The vast majority of intellectual property litigation, especially cases involving copyright, patent and trademark infringement claims,1 takes place in the federal courts. Like most cases that set out upon the litigation path, intellectual property cases are most often settled before trial; the number of cases actually tried in court is small. In 2002, for example, slightly more than 7,400 intellectual property disputes were disposed of by federal district courts.2 Less than two percent of these cases went through a trial to verdict.3
Regardless of when intellectual property lawsuits are settled, the cost of litigating is extremely high. A recent survey published by the American Intellectual Property Law Association reported that a party incurs about $2.6 million in legal fees and costs in an average patent infringement case, which usually involves claims for damages between $l-$25 million.4 More than half of this sum-about $1.49 million-is incurred up to the completion of discovery. Trademark, copyright and trade secret cases tend to cost somewhat less than patent cases because they are less technical. But even these cases can run into the high six figures or more when potential damages are large (i.e., exceeding $1 million), and there are complex legal issues and a lengthy trial is anticipated.5
Not only is litigation expensive, it is a liability on the balance sheet for as long as the lawsuit exists, which can be a decade or more in patent cases that are appealed and then retried.6 A more practical problem is that litigation continually drains a company's cash flow. And litigation is so very public.

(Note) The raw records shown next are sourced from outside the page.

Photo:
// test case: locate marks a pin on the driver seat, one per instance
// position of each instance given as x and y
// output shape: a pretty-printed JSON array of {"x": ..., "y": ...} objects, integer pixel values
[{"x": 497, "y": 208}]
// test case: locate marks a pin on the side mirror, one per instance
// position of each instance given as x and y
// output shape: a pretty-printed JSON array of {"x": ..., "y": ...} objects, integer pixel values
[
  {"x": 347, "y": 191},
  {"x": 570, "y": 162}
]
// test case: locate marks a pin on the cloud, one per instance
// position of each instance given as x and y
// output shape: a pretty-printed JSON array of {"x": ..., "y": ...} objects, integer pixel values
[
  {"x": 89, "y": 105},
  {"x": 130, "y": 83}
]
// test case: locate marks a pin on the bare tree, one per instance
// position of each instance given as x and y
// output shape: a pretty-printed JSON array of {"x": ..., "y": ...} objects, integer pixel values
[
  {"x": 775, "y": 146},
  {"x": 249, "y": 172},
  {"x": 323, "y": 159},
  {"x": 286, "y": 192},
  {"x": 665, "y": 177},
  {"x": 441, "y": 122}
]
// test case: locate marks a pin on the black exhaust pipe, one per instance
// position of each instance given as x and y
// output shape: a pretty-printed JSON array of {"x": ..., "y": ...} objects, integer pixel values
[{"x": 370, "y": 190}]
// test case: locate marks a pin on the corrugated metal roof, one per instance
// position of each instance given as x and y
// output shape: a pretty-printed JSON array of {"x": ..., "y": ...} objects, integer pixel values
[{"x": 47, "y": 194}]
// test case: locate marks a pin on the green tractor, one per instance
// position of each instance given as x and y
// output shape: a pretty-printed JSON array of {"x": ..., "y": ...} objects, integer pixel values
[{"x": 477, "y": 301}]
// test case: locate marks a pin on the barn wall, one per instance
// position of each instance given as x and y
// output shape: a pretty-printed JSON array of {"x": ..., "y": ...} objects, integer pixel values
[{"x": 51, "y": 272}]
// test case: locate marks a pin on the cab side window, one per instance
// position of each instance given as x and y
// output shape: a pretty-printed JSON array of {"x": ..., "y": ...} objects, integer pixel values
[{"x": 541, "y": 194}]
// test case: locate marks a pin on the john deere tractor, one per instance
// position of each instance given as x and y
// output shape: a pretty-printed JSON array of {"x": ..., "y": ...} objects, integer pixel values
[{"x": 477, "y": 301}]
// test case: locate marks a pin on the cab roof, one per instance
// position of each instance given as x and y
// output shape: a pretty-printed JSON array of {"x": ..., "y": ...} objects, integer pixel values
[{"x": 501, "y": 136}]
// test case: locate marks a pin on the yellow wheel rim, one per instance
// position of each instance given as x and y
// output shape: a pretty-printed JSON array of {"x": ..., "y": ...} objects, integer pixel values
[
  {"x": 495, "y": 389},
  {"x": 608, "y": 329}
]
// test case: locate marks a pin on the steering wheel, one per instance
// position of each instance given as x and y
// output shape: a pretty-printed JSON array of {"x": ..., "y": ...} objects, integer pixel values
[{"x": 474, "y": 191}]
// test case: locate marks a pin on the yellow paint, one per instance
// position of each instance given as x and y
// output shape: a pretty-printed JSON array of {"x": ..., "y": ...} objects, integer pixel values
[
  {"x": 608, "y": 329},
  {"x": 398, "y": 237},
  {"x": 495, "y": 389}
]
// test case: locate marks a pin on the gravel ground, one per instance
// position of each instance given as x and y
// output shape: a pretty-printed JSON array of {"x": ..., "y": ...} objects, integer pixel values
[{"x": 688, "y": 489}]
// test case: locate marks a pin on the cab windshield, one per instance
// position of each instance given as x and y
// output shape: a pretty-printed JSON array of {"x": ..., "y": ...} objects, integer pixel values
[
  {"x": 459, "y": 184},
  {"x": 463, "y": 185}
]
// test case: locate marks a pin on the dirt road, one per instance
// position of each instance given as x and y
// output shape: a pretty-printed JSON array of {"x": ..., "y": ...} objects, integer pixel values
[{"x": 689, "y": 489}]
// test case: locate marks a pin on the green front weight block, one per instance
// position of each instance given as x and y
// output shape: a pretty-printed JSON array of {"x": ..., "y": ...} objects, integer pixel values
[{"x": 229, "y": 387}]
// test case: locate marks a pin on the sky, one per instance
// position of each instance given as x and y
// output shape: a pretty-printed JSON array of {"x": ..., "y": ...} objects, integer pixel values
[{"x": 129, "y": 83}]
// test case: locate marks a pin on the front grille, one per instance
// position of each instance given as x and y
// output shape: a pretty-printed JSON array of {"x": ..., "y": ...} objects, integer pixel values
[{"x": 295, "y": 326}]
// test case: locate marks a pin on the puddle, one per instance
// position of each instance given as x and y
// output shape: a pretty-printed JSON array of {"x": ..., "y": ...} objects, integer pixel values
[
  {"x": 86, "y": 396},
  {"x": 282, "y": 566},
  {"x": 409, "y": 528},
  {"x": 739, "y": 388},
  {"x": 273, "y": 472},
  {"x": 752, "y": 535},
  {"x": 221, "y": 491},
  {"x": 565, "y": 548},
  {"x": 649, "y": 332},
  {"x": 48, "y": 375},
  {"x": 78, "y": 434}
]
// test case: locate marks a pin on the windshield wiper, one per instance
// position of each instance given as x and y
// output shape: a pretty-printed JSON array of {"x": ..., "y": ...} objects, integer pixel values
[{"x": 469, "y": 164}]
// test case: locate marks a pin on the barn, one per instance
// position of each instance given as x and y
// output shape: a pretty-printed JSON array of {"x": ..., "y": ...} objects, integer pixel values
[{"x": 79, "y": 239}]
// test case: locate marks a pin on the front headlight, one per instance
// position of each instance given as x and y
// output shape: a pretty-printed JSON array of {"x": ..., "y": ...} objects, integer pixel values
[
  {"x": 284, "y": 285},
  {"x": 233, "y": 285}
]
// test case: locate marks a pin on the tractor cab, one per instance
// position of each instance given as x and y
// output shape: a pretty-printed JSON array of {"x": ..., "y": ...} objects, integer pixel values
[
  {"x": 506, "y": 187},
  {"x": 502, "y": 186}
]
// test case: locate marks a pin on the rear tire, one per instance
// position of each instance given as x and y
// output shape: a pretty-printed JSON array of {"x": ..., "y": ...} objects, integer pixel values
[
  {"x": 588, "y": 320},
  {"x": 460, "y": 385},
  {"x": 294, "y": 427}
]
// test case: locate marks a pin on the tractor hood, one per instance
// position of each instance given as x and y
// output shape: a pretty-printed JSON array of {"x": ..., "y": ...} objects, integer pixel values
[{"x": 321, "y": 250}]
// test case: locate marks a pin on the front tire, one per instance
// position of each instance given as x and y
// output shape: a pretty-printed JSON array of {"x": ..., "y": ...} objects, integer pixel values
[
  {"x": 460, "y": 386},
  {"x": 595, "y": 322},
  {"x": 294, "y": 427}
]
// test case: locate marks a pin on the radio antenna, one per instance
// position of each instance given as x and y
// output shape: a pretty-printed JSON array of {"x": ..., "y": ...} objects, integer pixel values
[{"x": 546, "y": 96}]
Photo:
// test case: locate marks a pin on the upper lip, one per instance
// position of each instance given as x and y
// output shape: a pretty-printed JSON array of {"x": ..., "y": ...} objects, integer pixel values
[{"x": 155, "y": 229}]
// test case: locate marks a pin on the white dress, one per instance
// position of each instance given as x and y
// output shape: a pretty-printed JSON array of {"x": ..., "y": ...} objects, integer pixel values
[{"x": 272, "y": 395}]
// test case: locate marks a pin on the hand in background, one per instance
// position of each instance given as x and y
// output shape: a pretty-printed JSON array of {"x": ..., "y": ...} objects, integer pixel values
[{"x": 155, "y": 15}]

So, when your client is faced with enforcing, or acquiescing to, an intellectual property right, the question is, "Should you advise the company to step into the ring?" The reason this question should be asked is because there are alternative, less public and less costly ways of resolving many intellectual property disputes. The most common are arbitration and mediation. These are distinctly different alternative dispute resolution (ADR) processes. This article discusses how they differ and when each should be considered.
Arbitration
Arbitration is an adjudicative process that, like a trial, has a third party decide the dispute. Thus, arbitration is a form of private judging. Because arbitration is a creature of contract, it has a major advantage over litigation: the parties can select a decision maker with expertise in the type of intellectual property dispute involved. Arbitration also has other advantages over litigation. It is potentially less costly and faster because
* it is less formal than litigation,
* it allows for less discovery,
* judicial rules of evidence typically do not apply,
* the arbitrator's award is final, binding and enforceable in court, and
* there are limited appeal rights.
The parties bear the costs of arbitration and the arbitrator's fees. The latter are generally billed at an hourly rate and can be quite high. However, because arbitration is usually a shorter process than litigation, overall costs are usually lower. You can see right away that arbitration costs less because it cuts down the scope of discovery and limits the right to appeal.
Commencing Arbitration
How do parties enter into arbitration? One way is to put an ADR clause providing for arbitration in the transaction documents, such as a patent royalty license. The ADR clause usually states that the parties agree to arbitrate "any and all disputes arising out of or related to this agreement."
If there is no ADR clause in the relevant documents, the parties can agree to arbitrate "post-dispute." However, by that time the parties are usually so at odds with each other that they are less likely to agree on anything.
So whenever possible, it is prudent to use a "pre-dispute" arbitration clause in the transaction documents. Having this clause can lower the temperature of the parties' heated reactions, which can distract them from objective decision making after a dispute arises. The cost of not having such a clause is that if litigation is commenced, the court might require the case to be arbitrated or mediated before a court-appointed neutral under a court-referred ADR program. This obviously takes the decision making about the process out of the parties' hands. It is much better for the parties to control the process of resolving their intellectual property dispute.
Private commercial arbitration allows the parties to have that control. Significantly, it allows them to decide on the rules and procedures that will apply to their arbitration. In most cases, parties agree to have their arbitration proceedings administered by a well-established, neutral arbitration provider, like the American Arbitration Association (AAA), which has well-tested arbitration rules, including specialized rules for patent disputes. But sometimes parties decide to use ad hoc arbitration in which the arbitrator administers the proceeding. A notable disadvantage of ad hoc arbitration is that the parties are involved in direct dealings with respect to arbitrator compensation. Administered arbitration does not have this disadvantage since the neutral arbitration provider acts as an intermediary with respect to compensation issues.